In the second game of a difficult 4-game road trip, the Stony Brook men’s basketball team lost 82-78 to the Providence Friars (6-5) on Saturday, Dec. 14, dropping their second consecutive game and falling to 7-5 on the season. The Seawolves held a second-half lead again in the third meeting between the America East and Big East schools but were unable to beat the size and physicality of the Friars.
“They were excellent and deserved to win,” head coach Geno Ford said in a press release. “I thought we did enough to hang in. A bad start hurt us, but it was going to be a tall task. They play like that, they’re not going to lose to too many people.”
The Seawolves fell down early, finding themselves in a double-digit hole a little more than five minutes into the game. Providence excelled with the long ball during the entire night and hit on three of their first five 3-point attempts. In contrast, Stony Brook began the game 1-for-11 from 3-point range, with the only made shot coming from junior forward Mouhamadou Gueye. Providence’s lead grew to as large as 14 two and a half minutes left into the first half, and they entered the break with a 34-24 advantage.
Stony Brook came out of halftime rejuvenated, going on an 11-0 run to take their first lead since the opening minute. Redshirt-junior guard Makale Foreman capped off the stretch as he hit an NBA-range three to put the Seawolves up 35-34. The lead was short-lived, however, as Providence scored the next 12 points to go back up 46-35. The Friars’ full-court press gave the Seawolves fits throughout the night, leading to turnovers and a lack of open lanes.
Junior center Jeff Otchere went down after being called for a blocking foul and was helped off the court clutching his shoulder. He came back and got a key and-one to cut Providence’s lead down to six. The Friars quickly took back the momentum as sophomore guard A.J. Reeves hit two threes with a strip-and-dunk from senior guard Alpha Diallo sandwiched in between. The lead was back up to 14 midway through the second half at 56-42.

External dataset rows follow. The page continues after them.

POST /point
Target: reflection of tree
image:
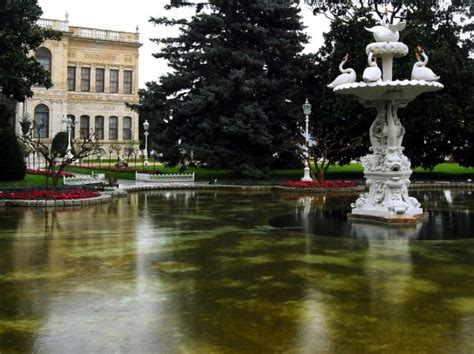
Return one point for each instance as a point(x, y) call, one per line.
point(56, 159)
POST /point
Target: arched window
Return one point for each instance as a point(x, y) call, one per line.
point(99, 127)
point(113, 128)
point(73, 125)
point(43, 56)
point(85, 127)
point(127, 128)
point(41, 128)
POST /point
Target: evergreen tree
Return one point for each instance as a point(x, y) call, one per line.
point(234, 88)
point(439, 124)
point(19, 36)
point(12, 161)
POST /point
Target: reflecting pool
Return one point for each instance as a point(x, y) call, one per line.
point(211, 272)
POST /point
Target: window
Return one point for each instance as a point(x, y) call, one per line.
point(43, 56)
point(73, 126)
point(99, 80)
point(99, 127)
point(113, 81)
point(113, 128)
point(127, 81)
point(85, 79)
point(127, 128)
point(41, 128)
point(71, 78)
point(85, 127)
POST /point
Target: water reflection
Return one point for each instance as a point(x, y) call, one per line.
point(456, 222)
point(203, 272)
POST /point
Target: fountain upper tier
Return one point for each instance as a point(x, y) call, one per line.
point(397, 90)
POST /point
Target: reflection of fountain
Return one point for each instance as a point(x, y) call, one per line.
point(371, 232)
point(387, 169)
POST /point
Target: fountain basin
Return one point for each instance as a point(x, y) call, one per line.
point(394, 49)
point(397, 90)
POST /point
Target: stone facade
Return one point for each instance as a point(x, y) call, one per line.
point(94, 73)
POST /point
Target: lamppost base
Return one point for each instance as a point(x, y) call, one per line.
point(306, 177)
point(69, 155)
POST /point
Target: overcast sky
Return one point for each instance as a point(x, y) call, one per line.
point(125, 15)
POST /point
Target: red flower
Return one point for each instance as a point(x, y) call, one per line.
point(316, 184)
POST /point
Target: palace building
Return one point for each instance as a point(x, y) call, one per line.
point(94, 73)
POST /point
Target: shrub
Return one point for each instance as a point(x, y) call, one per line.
point(12, 163)
point(59, 144)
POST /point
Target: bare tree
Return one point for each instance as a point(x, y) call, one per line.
point(56, 160)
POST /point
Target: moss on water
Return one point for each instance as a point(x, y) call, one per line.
point(320, 259)
point(28, 327)
point(463, 305)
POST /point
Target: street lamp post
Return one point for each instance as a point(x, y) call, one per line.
point(68, 122)
point(307, 111)
point(146, 126)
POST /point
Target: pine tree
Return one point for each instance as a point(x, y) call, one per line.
point(237, 68)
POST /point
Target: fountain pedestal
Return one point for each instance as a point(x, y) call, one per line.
point(386, 169)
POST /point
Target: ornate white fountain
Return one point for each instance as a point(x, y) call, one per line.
point(387, 170)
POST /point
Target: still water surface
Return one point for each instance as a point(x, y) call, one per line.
point(205, 272)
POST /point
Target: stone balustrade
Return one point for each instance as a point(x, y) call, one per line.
point(165, 178)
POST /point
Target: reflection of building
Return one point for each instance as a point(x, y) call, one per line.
point(94, 72)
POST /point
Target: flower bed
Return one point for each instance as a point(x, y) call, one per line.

Stony Brook continued to battle; an 8-0 run brought the deficit back to six, and the two teams would continue to trade baskets. Down 60-56 and needing a stop to make it a one-possession game, sophomore guard Miles Latimer had the ball stolen from him. Providence sophomore guard David Duke responded from deep to go up by seven.
Junior forward Elijah Olaniyi was fouled under the basket after rebounding a missed three and hit both free throws to make it 63-58. Diallo countered with a jumper on the other end, but Olaniyi slashed through the paint for the layup to keep the deficit at five points. The Friars got everything they needed on the next possession, with Duke draining a contested three with two seconds left on the shot clock to go up 68-60.
Foreman was left wide open and hit a corner three with 2:24 remaining. Needing a crucial stop, Stony Brook allowed Providence graduate guard Luwane Pipkins to connect on the long ball.
The Seawolves began to foul down by six with a minute left, and the Friars were clutch with their late-game free-throw shooting. Latimer, Gueye, Olaniyi and redshirt-junior forward Andrew Garcia all hit 3-pointers with less than a minute left — Gueye’s got Stony Brook to within three — but Providence sealed the game at the line.
Olaniyi led all players with 25 points on 9-for-15 shooting as well as nine rebounds, a nice bounce-back effort after a foul-plagued Hofstra game. Latimer had his second straight double-digit game with 13 points, while the duo of Gueye and Otchere combined for seven blocks.
For a second straight game, the Seawolves allowed their opponent to get hot from 3-point range, with half of the Friars’ made shots coming from downtown. The Seawolves also struggled with turnovers again and the Friars were able to score 29 points off of 20 giveaways.
Stony Brook’s challenging non-conference schedule reaches its most vaunted opponent next — the defending champions Virginia Cavaliers. Tip-off is scheduled for 7 p.m. on Wednesday, Dec. 19 at John Paul Jones Arena in Charlottesville, Virginia.